昔の知り合いに死んだと思われているとは知りたくない現実である。
「まぁそんな事はどうでもいいんだ」
化粧坂海彦は両手を合わせてパンと音を鳴らした。教室の空気が変わる気がした。
「琢磨よ。お前当時好きだった女の子の名前って覚えているか」
「海彦よ。お前この流れで何修学旅行の夜の会話ごっこを始めなければならないんだよ。さっきまで僕の生き死にの重たい話題をここで明るくできると思うなよ」
笑いもせずに化粧坂海彦は睨むようにもう一度声を出す。

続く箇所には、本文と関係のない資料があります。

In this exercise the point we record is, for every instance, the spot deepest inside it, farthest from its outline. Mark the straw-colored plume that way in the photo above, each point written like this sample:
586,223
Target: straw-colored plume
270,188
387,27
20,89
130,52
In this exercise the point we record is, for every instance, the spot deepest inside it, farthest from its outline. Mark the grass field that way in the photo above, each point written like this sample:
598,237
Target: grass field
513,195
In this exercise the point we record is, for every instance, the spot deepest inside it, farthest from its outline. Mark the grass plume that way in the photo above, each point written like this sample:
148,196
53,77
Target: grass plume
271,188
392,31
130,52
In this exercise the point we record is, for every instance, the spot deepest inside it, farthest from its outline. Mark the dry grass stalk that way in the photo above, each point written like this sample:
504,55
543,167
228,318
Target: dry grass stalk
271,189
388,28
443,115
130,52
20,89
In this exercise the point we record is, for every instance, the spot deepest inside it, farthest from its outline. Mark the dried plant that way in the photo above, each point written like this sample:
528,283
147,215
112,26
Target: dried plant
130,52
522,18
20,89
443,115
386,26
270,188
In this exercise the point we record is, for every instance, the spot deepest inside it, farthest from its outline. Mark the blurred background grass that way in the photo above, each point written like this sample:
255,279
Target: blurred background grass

お前の好きだった女の子の名前はと。
「覚えているよ。唯ちゃんだ」
「そうだよねぇ。みんな知っていたもんね」
朱未が言うと、海彦はケラケラ笑う。
「それがどうした。良いだろ、昔誰を好きだったかなんて」
「うん、そうだよなぁ。まあそうだとは思っていたけど、ここからが本題なんだ井上琢磨。小川唯ちゃんはどこに行ったんだ」
小学校も高学年になると男女で遊ぶ機会は少なくなった。低学年の時は鬼ごっこからリレーと男女混合でする事が多くなっていたが、このクラスでは完全に男女に壁があった気がしていたんだ。